Para advogado, PNDH não tem chances de ser aprovado
Para o advogado Romeu Saccani, especialista em advocacia empresarial e tributária, não há motivo para a sociedade se preocupar com o Programa Nacional de Direitos Humanos. Segundo ele, o decreto é bastante extenso, tem influências político-ideológicas, mas assegura que não há nenhum risco à estabilidade político-econômica porque o Brasil tem um regime institucional ''sólido'', que não pode ser mudado de acordo com a vontade dos governantes, independente de ideologia. ''Antes de mais nada, quero tranquilizar as pessoas e as empresas que não há nada que possa interferir naquilo que conhecemos hoje em termos de direitos, de garantias, de princípios e de objetivos constitucionais''.
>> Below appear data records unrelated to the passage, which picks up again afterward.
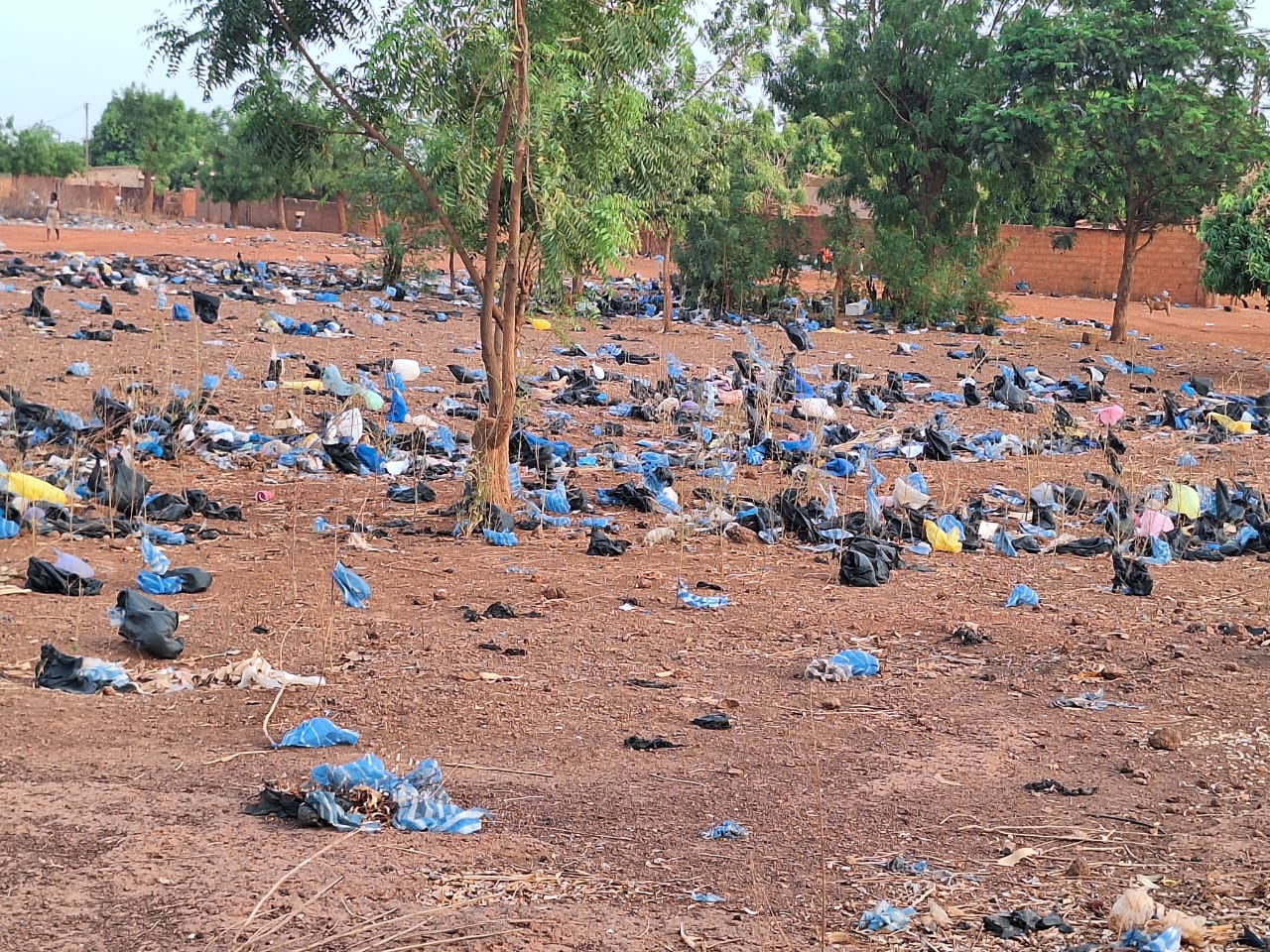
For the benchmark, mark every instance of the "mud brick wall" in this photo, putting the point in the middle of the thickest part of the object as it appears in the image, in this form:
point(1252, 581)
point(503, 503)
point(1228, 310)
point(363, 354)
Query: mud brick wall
point(1091, 268)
Saccani, que é membro do Instituto dos Advogados do Paraná, explica que, do ponto de vista legal, o programa é apenas um decreto, que não tem força de lei e que deve ser interpretado apenas como uma ''carta de intenções'' que traça diretrizes para regulamentar alguns tópicos da Constituição que tenham por objetivo reduzir as desigualdes sociais. ''Tem muitos direitos na Constituição que precisam ser regulamentados por leis para fazer com que o povo cresça cultural, social e economicamente; mas isso não se consegue por leis, mas por programas que precisam ser estabelecidos na lei. Logo, acredito que esse plano tem o objetivo de cutucar o Congresso para que faça essas leis''.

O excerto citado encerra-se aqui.